Ahead of today’s annual general meeting, the corporate restructuring specialist said he had acted in line with forecasts in the three months to the end of July, thanks to strong activity levels in both business segments.

Among his recent appointments was Avonside Group, Britain’s largest roofer, whose collapse followed a period of heavy expansion, accounting problems and disruption caused by the pandemic.

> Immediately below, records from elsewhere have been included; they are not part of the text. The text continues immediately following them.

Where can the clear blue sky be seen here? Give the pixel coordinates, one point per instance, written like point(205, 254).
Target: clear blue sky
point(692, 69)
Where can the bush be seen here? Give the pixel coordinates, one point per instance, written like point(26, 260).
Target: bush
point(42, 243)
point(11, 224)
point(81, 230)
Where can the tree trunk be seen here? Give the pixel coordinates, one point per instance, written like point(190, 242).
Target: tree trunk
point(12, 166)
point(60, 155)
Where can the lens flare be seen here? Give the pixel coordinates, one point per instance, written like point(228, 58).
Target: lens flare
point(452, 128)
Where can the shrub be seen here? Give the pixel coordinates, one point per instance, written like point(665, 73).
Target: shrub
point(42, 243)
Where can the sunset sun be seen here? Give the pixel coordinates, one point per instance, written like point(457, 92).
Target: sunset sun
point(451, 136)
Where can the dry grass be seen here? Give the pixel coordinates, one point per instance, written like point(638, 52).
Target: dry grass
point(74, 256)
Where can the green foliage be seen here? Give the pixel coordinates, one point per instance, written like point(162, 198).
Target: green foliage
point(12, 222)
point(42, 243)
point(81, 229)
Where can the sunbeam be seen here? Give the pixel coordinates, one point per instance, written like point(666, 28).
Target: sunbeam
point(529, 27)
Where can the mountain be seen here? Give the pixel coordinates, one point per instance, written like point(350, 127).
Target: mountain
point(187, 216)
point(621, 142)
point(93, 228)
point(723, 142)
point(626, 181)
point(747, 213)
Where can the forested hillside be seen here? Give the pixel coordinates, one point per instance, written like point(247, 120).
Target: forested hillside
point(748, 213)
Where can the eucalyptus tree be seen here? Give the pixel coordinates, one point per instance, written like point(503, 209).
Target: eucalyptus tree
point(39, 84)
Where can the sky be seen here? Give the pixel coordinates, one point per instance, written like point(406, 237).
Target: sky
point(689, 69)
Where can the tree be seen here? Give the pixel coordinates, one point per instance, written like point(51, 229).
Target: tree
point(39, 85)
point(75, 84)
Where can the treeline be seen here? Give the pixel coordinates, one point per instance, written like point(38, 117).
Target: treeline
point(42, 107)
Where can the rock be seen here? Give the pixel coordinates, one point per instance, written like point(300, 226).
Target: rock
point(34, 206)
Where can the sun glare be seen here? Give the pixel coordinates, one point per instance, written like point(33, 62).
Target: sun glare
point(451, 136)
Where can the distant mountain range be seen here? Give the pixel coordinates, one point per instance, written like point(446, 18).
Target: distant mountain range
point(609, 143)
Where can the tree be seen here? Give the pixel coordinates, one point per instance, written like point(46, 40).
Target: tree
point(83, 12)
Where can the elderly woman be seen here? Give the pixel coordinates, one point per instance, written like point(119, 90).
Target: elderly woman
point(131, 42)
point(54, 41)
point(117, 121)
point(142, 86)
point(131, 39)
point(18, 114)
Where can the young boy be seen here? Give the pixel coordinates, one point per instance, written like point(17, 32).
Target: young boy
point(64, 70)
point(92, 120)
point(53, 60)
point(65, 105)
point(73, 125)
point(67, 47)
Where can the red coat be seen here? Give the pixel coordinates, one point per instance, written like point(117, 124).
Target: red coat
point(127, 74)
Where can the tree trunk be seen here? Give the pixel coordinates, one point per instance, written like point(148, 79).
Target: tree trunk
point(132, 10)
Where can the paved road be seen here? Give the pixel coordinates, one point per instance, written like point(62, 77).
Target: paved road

Strong performance: business restructuring specialist Begbies Traynor said it had traded in line with forecasts in the three months to the end of July

Strong performance: business restructuring specialist Begbies Traynor said it had traded in line with forecasts in the three months to the end of July

Begbies Traynor managed to save 79 jobs by selling nine of the company’s roofing divisions, but had to close the remaining roofing divisions and the plumbing business.

Other appointments have included Silverbond Enterprises, the one-time operator of Park Lane Casino in London’s Mayfair, and short-term holiday operator Houst.

Begbies Traynor previously predicted it would benefit from a wave of businesses under administration as Covid-related public aid programs were phased out and limits on creditor action were lifted.

Voluntary liquidations by companies in England and Wales from April to June reached the highest quarterly level in more than six decades, according to figures from the Insolvency Service.

This caused the total number of corporate insolvencies to rise 81 percent year-over-year from 3,105 to 5,629 during the period.

There is a good chance that the number of bankruptcies will remain high in the coming year as a result of rising energy prices, interest rate hikes and weaker economic growth.

Two months ago, Ric Traynor, executive chairman of Begbies Traynor, said he would hire up to 100 additional employees by the end of April, ahead of the increase in bankruptcies.

As a result of this outlook, the Manchester-based company said today it is confident it will achieve full-year adjusted profit before tax of £19.7 million to £20.6 million.

“Overall, the group remains in a strong position,” the company added.

“Our scale, capabilities and broad expertise give us the opportunity to continue to help our customers meet the challenges of the coming year.”

Over the past four years, Begbies Traynor has more than doubled annual revenues from £52million to £110million and increased adjusted pre-tax profits from £5.6million to £17.8million.

Begbies Traynor shares rose 2.3 percent at 144.2 pence late Thursday afternoon, meaning their value is up more than 23 percent in the past six months.